Journal Articles

Click on the following links. Please note these will open in a new window.

Journal Article 1: Dal-Re, R. (2011). Worldwide behavioral research on major global causes of mortality. Health Education & Behavior, 38, 433–440.

Abstract: Researchers willing to publish their interventional studies’ results must register their studies before starting enrollment. This study aimed to describe all “open” (i.e., recruiting or not yet recruiting) behavioral studies in 16 of 20 top worldwide leading causes of death. Method. Search on Clinicaltrials.gov database (March 2010). Results. Of 204 studies, 66% accounted for the following diseases: diabetes (26%), colon and rectum cancers (16%), cerebrovascular diseases (14%), and HIV/AIDS (11%). Less than 3% were on tuberculosis, stomach cancer, cirrhosis of the liver, and lower respiratory infections combined; no study was open on malaria, nephrosis and nephritis, and diarrheal diseases. A total of 81% of the studies were interventional, and 19% were observational. Fifty-nine percent were conducted in the United States. A total of 79%, 35%, and 5% were sponsored by universities, U.S. federal agencies, and industry, respectively. Twenty-one percent of studies were cofunded. A typical interventional study had a two-arm prospective parallel design, lasting approximately 3 years and involving 100 to 400 subjects. Conclusions. Increasing the number of trials and participating countries (including developing ones) is necessary to make available behavioral interventions in different settings in the future.

Journal Article 2: Krieger, N., Chen, J., Kosheleva, A., & Waterman, P. (2012). Not just smoking and high-tech medicine: Socioeconomic inequities in U.S. mortality rates, overall and by race/ethnicity, 1960-2006. International Journal of Health Services, 42, 293–322.
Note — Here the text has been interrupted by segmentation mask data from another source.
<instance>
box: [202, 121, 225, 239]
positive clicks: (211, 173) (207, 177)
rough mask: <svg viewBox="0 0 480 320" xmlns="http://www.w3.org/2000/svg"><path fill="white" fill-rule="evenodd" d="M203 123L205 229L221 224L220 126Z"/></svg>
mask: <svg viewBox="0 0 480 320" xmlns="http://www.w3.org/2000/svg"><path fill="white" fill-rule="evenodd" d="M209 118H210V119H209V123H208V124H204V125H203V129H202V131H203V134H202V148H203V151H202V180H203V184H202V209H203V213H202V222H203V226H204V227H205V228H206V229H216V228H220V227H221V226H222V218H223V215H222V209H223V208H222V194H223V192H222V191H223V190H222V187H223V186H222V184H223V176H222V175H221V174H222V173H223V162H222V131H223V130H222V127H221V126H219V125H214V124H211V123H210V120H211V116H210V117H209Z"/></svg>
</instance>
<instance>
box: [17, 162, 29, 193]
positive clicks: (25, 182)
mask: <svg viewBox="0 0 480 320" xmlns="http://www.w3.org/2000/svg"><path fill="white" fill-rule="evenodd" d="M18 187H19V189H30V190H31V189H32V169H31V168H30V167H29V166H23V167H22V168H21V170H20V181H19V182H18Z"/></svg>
Abstract: Recent research on the post-1980 widening of U.S. socioeconomic inequalities in mortality has emphasized the contribution of smoking and high-tech medicine, with some studies treating the growing inequalities as effectively inevitable. No studies, however, have analyzed long-term trends in U.S. mortality rates and inequities unrelated to smoking or due to lack of basic medical care, even as a handful have shown that U.S. socioeconomic inequalities in overall mortality shrank between the mid-1960s and 1980. The authors accordingly analyzed U.S. mortality data for 1960–2006, stratified by county income quintile and race/ethnicity, for mortality unrelated to smoking and preventable by 1960s’ standards of medical care. Key findings are that relative and absolute socioeconomic inequalities in U.S. mortality unrelated to smoking and preventable by 1960s’ medical care standards shrank between the 1960s and 1980 and then increased and stagnated, with absolute rates on a par with several leading causes of death, and with the burden greatest for U.S. populations of color. None of these findings can be attributed to trends in smoking-related deaths and access to high-tech medicine, and they also demonstrate that socioeconomic inequities in mortality can shrink and need not inevitably rise.